I let her know what was happening in my life. Immediately she took the most concerned tone, as if the only matter of interest between us was my cancer. “I feel terrible bothering you about my problems” and “I’ll just call my cancer doctor if I need anything so you can focus on healing.” I insisted I wanted to be available to help her, too, especially if she was having a hard time reaching her oncology team; she would have none of it.
I can’t say exactly what touched me so much about this exchange. I think having one of my most vulnerable patients echo the sentiments of my less vulnerable patients, friends, and family members brought home the sincerity of the message I keep receiving: “this is your time, do what you need, ask for help, we have your back.”
As a people-pleaser, I am more comfortable doing favors than asking for them. Only now am I realizing that, to fully participate in a community, it’s essential to receive support, too.
I left that conversation with my fine, steroid-enhanced mood. It lasted for days. Friends came to town from California for the New Years weekend, and I had as sweet a day in the copious Cascade snow as I can ever remember.
OK, the next day I finally started to get signs of the dreaded mucositis (inflammation and break down of the mucosal lining of the mouth) that afflicts almost everyone who undergoes this style of treatment. Some ulcerations on my tongue made speaking uncomfortable, and eating almost unbearable. I’ll admit it; it’s hard to find joy when in pain compounded by worry (“OMG I should not have made that Mike Tyson comparison last week because I am feeling decidedly not tough enough to keep eating like this for another 2 months”).
Maybe it was yesterday’s dexamethasone-enriched cisplatin infusion (#3 of 7!), but I’m definitely a bit better today. Eating anything other than fatty dairy is dismal, like someone is scratching the back of my throat with 200 grit sandpaper, but I can do it. I’m enjoying life at this moment.

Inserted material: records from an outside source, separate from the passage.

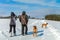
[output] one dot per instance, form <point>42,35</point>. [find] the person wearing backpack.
<point>24,21</point>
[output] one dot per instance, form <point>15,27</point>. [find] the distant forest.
<point>52,17</point>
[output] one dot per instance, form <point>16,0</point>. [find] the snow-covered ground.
<point>52,31</point>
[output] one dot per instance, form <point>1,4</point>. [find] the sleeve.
<point>20,18</point>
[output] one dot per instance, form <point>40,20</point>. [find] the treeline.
<point>53,17</point>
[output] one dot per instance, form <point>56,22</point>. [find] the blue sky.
<point>35,8</point>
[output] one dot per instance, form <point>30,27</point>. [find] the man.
<point>24,20</point>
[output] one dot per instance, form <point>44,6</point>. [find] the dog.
<point>34,31</point>
<point>44,25</point>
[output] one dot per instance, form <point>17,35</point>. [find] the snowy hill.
<point>52,31</point>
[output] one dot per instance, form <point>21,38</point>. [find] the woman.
<point>13,23</point>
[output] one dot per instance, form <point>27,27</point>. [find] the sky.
<point>34,8</point>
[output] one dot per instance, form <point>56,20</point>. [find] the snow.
<point>52,31</point>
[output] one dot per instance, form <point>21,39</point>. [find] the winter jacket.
<point>23,19</point>
<point>13,20</point>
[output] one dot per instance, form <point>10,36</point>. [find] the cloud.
<point>40,2</point>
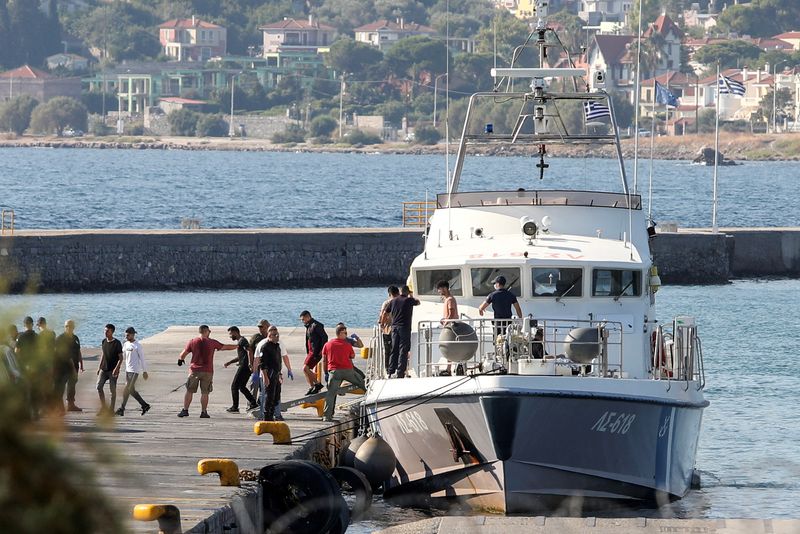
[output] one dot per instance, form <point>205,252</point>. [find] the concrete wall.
<point>120,259</point>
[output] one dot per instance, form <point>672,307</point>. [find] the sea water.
<point>750,443</point>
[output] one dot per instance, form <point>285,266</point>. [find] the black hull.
<point>522,453</point>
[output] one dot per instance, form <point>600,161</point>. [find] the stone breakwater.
<point>315,257</point>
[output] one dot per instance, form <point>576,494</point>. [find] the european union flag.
<point>663,96</point>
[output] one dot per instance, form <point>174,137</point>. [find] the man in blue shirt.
<point>501,300</point>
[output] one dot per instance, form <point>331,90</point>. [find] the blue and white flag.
<point>594,110</point>
<point>728,86</point>
<point>663,96</point>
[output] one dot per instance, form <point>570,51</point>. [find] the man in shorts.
<point>316,337</point>
<point>201,370</point>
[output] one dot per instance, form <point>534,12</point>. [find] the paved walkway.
<point>155,456</point>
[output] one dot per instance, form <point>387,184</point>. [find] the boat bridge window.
<point>557,282</point>
<point>616,283</point>
<point>428,278</point>
<point>482,280</point>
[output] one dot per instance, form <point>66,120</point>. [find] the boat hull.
<point>523,450</point>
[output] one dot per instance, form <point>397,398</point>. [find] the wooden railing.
<point>417,213</point>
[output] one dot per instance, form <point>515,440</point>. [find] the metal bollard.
<point>227,469</point>
<point>167,515</point>
<point>281,435</point>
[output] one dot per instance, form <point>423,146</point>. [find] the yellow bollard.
<point>318,404</point>
<point>167,515</point>
<point>227,469</point>
<point>281,435</point>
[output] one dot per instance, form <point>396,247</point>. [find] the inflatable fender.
<point>349,477</point>
<point>300,497</point>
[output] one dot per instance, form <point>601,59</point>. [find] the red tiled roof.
<point>26,71</point>
<point>394,26</point>
<point>296,24</point>
<point>613,47</point>
<point>663,24</point>
<point>189,23</point>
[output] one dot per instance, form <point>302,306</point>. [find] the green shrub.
<point>426,135</point>
<point>292,134</point>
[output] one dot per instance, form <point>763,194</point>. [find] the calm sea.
<point>750,446</point>
<point>92,188</point>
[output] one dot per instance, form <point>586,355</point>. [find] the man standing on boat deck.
<point>244,365</point>
<point>201,370</point>
<point>337,359</point>
<point>386,326</point>
<point>501,300</point>
<point>401,309</point>
<point>316,337</point>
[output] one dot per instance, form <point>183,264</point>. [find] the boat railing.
<point>678,354</point>
<point>526,346</point>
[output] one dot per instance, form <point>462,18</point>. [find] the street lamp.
<point>435,93</point>
<point>231,127</point>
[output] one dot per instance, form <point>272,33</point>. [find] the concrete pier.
<point>155,456</point>
<point>108,260</point>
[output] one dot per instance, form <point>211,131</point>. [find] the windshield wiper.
<point>624,289</point>
<point>558,298</point>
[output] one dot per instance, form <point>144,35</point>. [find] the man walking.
<point>316,337</point>
<point>201,370</point>
<point>501,300</point>
<point>337,360</point>
<point>244,364</point>
<point>400,310</point>
<point>108,370</point>
<point>68,363</point>
<point>134,365</point>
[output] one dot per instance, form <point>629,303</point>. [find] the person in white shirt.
<point>134,365</point>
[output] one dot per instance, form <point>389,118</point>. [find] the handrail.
<point>12,219</point>
<point>417,213</point>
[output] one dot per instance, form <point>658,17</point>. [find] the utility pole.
<point>341,105</point>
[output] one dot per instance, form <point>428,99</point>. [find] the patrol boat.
<point>587,396</point>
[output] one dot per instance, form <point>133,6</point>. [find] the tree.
<point>57,114</point>
<point>15,114</point>
<point>730,54</point>
<point>183,122</point>
<point>350,56</point>
<point>323,126</point>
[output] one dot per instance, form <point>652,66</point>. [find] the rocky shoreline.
<point>781,147</point>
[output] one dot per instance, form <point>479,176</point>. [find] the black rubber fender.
<point>358,484</point>
<point>299,497</point>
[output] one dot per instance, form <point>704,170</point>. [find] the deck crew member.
<point>337,359</point>
<point>501,300</point>
<point>316,337</point>
<point>401,310</point>
<point>201,370</point>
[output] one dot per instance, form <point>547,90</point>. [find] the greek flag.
<point>594,110</point>
<point>728,86</point>
<point>663,96</point>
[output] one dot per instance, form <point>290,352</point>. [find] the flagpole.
<point>636,103</point>
<point>714,228</point>
<point>652,149</point>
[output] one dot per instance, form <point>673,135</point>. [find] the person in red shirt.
<point>201,370</point>
<point>337,360</point>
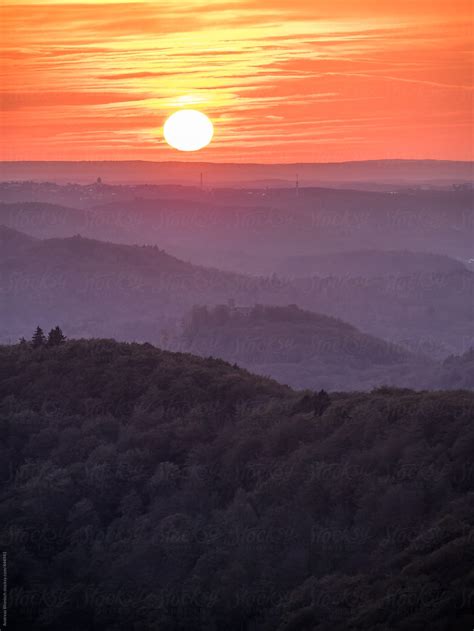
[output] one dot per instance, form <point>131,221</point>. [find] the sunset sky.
<point>282,80</point>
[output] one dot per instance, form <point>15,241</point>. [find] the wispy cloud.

The harder this experience gets, I hope it teaches me that I can let go of the need for joy and pleasure to embrace my mission in life and contribute to the world around me. I’m not there yet. Joy is still a much-sought companion, and I celebrate every one of her visits.
Buzz,
The throat constriction and pain while eating which you describe so vividly sound pretty rough and you certainly have our utmost sympathy for what you must endure to get better.
I know you can handle this, but the cost is obviously very high and we are so grateful you are in a supportive and beautiful environment. We think of you every day and happy to help with anything you may need on our end.
Just wanted you to know that I stopped by the office yesterday and Afsoun is doing great and is a real caring and competent trooper for all of your patients in your absence.
Much aloha,
jer
Your elocution and ability to articulate such intricate thought is spellbinding and inspirational, Buzz. I'm rooting for you. Not for your survival... we know that's going to happen. I'm rooting for you to find all the jewels of existence that are buried inside your journey with 'struggle'. Thank you for sharing so vulnerably.